Last updated on: October 3, 2024, 04:56h.
Alaska’s Eklutna Tribe has begun clearing land for what it hopes will become Alaska’s second casino, The Anchorage Daily News reports.
The tribe has long sought to build an electronic bingo hall on its land 20 miles outside of Anchorage. But it for years hamstrung by Alaska laws that limited the sovereignty – and, by extension, gaming rights — of indigenous people.
Now they hope to benefit from a February 2024 DOJ opinion that granted more authority for Alaska Natives over their lands.
Modest Facility
In May, the federal National Indian Gaming Commission (NIGC) approved the Eklutna’s casino plan, a reversal of its position under the Trump administration.
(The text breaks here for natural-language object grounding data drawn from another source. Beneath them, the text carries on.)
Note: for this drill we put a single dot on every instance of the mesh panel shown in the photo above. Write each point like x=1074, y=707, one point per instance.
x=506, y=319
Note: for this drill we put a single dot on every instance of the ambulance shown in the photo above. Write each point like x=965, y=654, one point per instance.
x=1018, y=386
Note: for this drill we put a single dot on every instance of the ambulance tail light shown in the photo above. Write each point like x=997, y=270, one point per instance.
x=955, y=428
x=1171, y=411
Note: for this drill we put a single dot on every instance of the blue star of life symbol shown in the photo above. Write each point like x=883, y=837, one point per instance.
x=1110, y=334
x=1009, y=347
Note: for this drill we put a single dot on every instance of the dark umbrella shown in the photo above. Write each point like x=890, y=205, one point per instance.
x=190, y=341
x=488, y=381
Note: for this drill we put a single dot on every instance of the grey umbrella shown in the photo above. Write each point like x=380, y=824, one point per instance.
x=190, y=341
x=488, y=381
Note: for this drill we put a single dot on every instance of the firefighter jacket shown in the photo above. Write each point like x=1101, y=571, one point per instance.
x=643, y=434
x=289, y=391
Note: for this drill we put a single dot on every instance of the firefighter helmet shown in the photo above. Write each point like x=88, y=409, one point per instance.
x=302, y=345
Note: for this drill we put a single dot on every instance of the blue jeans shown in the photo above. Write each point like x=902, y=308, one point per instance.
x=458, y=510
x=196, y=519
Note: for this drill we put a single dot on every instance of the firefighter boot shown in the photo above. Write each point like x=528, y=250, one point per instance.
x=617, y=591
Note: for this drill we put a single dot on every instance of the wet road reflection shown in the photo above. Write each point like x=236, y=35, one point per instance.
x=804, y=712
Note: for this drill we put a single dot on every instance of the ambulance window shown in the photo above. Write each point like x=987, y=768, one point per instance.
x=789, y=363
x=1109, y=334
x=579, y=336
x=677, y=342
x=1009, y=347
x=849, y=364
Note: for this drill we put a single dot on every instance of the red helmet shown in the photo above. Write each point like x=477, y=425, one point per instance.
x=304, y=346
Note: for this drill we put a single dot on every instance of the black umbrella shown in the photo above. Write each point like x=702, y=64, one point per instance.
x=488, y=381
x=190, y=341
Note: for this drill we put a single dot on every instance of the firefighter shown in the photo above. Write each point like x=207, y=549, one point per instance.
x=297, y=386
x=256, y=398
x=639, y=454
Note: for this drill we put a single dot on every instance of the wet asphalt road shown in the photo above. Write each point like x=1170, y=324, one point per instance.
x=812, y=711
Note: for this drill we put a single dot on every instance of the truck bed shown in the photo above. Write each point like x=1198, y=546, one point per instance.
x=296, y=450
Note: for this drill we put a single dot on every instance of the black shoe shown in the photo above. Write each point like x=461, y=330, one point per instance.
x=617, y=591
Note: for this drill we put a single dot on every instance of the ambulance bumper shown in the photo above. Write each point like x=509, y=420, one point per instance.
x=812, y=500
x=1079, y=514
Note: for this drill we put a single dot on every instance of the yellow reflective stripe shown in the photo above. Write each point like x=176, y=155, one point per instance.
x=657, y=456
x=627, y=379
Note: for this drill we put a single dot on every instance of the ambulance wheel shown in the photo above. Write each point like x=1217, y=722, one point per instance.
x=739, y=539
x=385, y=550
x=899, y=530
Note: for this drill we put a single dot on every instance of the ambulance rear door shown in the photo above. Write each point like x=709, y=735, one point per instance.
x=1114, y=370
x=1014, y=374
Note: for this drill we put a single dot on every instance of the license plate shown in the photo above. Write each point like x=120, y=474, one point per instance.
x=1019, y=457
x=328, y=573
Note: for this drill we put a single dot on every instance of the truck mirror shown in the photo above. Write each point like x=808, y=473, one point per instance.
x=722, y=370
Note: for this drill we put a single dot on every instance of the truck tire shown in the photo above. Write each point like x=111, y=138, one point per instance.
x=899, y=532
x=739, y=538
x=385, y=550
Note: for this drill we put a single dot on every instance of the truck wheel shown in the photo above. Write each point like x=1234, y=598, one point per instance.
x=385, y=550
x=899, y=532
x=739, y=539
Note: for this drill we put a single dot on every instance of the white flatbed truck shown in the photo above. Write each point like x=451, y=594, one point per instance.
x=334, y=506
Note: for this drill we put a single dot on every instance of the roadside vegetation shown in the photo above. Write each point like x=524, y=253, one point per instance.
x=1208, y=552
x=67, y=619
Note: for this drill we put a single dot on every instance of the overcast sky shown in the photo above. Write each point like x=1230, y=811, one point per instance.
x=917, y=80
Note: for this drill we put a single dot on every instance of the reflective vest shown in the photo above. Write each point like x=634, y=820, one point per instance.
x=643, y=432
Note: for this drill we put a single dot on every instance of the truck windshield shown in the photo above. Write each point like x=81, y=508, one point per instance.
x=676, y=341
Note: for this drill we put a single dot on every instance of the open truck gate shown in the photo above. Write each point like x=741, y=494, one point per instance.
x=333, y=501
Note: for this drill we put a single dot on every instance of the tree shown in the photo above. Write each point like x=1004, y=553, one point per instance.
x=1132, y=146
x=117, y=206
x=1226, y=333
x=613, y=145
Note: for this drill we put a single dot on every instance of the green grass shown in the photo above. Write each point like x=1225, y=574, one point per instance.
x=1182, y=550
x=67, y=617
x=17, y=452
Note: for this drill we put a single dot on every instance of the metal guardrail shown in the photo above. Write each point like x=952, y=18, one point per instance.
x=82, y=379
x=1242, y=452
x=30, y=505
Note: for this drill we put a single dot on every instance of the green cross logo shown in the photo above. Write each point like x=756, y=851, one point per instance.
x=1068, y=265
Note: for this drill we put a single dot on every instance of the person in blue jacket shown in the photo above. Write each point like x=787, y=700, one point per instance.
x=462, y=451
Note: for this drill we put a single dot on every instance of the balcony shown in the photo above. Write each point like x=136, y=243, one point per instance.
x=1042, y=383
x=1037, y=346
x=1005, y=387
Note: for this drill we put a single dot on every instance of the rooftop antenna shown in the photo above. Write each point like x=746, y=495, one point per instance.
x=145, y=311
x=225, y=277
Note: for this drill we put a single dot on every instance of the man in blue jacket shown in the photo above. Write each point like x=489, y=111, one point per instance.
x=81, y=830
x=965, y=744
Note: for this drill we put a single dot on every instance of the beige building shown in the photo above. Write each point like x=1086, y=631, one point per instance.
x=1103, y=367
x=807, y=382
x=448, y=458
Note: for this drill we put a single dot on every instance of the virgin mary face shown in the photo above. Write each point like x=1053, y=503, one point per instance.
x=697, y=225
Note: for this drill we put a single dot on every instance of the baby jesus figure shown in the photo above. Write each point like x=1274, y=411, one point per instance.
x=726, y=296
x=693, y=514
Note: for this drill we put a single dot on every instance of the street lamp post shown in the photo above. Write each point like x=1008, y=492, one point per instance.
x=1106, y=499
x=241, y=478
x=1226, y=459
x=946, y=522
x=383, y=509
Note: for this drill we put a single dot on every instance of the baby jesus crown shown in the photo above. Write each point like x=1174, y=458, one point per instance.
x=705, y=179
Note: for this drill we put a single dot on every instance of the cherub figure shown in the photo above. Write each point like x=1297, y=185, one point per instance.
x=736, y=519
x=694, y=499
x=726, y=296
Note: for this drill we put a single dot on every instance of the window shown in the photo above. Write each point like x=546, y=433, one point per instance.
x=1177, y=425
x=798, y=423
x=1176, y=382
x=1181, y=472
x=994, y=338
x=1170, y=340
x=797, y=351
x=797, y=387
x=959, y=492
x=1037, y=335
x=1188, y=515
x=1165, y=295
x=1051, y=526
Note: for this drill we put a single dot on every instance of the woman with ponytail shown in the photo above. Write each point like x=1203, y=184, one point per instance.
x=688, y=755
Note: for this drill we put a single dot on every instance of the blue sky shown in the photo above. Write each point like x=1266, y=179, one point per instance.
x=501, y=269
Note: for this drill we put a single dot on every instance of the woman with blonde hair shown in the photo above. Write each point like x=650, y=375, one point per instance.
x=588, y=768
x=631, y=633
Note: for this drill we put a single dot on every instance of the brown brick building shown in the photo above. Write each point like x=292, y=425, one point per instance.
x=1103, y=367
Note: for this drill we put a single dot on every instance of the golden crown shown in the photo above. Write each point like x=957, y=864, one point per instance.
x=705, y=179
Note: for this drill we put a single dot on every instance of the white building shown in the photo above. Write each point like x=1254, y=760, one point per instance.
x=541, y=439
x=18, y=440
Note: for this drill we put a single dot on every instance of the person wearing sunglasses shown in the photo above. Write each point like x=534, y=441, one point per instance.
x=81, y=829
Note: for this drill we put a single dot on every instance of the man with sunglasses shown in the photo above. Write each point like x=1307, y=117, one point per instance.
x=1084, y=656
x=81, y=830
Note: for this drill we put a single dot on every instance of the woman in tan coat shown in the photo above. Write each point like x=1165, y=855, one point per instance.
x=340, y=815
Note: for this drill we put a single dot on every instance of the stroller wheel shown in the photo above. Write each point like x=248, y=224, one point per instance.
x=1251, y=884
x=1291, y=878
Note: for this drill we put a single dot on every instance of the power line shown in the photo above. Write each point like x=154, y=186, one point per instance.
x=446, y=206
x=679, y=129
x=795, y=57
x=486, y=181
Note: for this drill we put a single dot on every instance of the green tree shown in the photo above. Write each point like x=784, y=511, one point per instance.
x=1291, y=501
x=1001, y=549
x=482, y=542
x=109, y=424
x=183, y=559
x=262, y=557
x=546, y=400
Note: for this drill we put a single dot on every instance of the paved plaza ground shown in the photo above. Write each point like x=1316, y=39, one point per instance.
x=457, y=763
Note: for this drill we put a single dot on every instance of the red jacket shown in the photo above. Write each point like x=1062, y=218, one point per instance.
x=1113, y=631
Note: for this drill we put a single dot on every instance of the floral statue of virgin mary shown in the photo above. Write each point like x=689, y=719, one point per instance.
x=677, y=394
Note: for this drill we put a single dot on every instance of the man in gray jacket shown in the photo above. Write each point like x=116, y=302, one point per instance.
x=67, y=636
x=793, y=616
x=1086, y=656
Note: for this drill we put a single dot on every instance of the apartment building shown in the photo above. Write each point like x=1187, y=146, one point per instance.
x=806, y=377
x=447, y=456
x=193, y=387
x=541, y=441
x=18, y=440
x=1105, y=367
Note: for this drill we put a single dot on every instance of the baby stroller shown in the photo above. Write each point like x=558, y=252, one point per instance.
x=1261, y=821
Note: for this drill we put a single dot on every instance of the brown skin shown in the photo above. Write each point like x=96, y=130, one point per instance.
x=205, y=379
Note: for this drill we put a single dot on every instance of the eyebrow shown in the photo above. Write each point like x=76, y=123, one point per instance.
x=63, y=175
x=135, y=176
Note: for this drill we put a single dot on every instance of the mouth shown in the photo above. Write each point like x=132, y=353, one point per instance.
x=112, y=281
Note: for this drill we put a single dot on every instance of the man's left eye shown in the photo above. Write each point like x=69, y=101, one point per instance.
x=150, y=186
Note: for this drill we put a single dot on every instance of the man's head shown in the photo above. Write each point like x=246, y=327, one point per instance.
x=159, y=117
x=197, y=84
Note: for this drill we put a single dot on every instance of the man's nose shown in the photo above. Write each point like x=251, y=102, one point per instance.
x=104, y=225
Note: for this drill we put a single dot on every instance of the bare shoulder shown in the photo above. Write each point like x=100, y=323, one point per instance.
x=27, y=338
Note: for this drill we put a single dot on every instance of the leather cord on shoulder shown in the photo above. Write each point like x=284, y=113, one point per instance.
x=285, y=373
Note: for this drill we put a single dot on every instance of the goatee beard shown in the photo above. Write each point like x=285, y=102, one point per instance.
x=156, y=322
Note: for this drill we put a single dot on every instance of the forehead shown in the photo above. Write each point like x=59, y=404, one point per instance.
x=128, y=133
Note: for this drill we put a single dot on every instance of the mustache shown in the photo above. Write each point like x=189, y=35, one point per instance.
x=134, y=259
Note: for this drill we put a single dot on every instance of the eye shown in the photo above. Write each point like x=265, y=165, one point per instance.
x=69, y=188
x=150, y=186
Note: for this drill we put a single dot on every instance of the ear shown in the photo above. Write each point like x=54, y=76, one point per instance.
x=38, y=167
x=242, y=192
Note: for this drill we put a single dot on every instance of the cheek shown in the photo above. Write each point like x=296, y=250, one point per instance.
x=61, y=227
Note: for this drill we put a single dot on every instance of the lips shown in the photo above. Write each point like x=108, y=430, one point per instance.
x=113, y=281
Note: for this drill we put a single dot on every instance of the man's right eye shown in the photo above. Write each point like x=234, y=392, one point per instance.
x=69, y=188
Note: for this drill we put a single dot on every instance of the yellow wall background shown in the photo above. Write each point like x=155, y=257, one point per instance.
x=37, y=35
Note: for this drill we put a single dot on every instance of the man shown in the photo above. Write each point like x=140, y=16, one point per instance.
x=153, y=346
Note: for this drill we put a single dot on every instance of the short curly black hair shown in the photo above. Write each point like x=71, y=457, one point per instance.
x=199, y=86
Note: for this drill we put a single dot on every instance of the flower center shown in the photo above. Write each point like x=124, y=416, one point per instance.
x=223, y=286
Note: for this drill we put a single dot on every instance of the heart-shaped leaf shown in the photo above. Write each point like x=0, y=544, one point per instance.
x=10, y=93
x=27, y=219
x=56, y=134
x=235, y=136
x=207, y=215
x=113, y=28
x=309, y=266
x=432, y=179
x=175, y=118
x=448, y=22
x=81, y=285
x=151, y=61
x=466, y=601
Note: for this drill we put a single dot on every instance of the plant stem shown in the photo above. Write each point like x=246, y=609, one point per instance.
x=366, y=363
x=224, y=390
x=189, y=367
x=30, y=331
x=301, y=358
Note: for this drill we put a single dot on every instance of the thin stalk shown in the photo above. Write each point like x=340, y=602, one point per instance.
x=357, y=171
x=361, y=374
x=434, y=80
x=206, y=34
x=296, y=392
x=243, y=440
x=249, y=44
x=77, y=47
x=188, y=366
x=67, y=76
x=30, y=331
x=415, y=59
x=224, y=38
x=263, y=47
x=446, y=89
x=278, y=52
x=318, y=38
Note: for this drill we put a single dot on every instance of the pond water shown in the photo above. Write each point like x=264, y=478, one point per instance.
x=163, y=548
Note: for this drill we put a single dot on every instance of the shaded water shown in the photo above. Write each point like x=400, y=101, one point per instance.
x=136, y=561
Now the tribe is waiting for signoff from the US Interior Department’s Bureau of Indian Affairs.
We have started clearing a small amount of land on our proposed project site, however there are still hurdles before us in our decades-long journey to open a potential gaming hall,” Aaron Leggett, president of the Native Village of Eklutna, told the Morning Post of the planned “modest” gaming facility. “We want to work with all stakeholders to make this potential facility a positive project in every possible way.”
Anthony Marnell, CEO of Las Vegas-based casino development firm Marnell Companies, the tribe’s partner on the project, said the casino would open with 350 to 500 class II gaming machines but could expand over time, eventually perhaps hosting as much as 700 machines.
Sovereignty Diminished
Alaska Natives like the Eklutna have a different legal status to their counterparts in other parts of the US. That’s largely because of the Alaska Native Claims Settlement Act (ANCSA) of 1971.
The Act awarded the tribes land and financial compensation, while also recharacterizing them as private corporations as opposed to sovereign nations with sovereign powers.
Under 1988’s Indian Gaming Regulatory Act (IGRA), a tribe must exercise governmental authority over its land to have gaming rights there, and the federal government’s previous position was that the Eklutna did not.
Alaska’s only existing electronic bingo hall is owned by the Metlakatla Indian Community, which declined to sign on to ANCSA.
Game-Changer
This all changed when US Interior Department Solicitor Robert Anderson determined that tribal authority should apply to land allotted to Alaska Natives provided it was not “geographically removed from the tribal community.”
Leggett says he hopes to hear from the Bureau of Indian Affairs by December.
“As a small tribe, we have struggled for decades to develop a strong tribal economy to help support our people and be an even more supportive community partner,” he said. “Our proposed gaming facility presents an important opportunity to reach these goals.”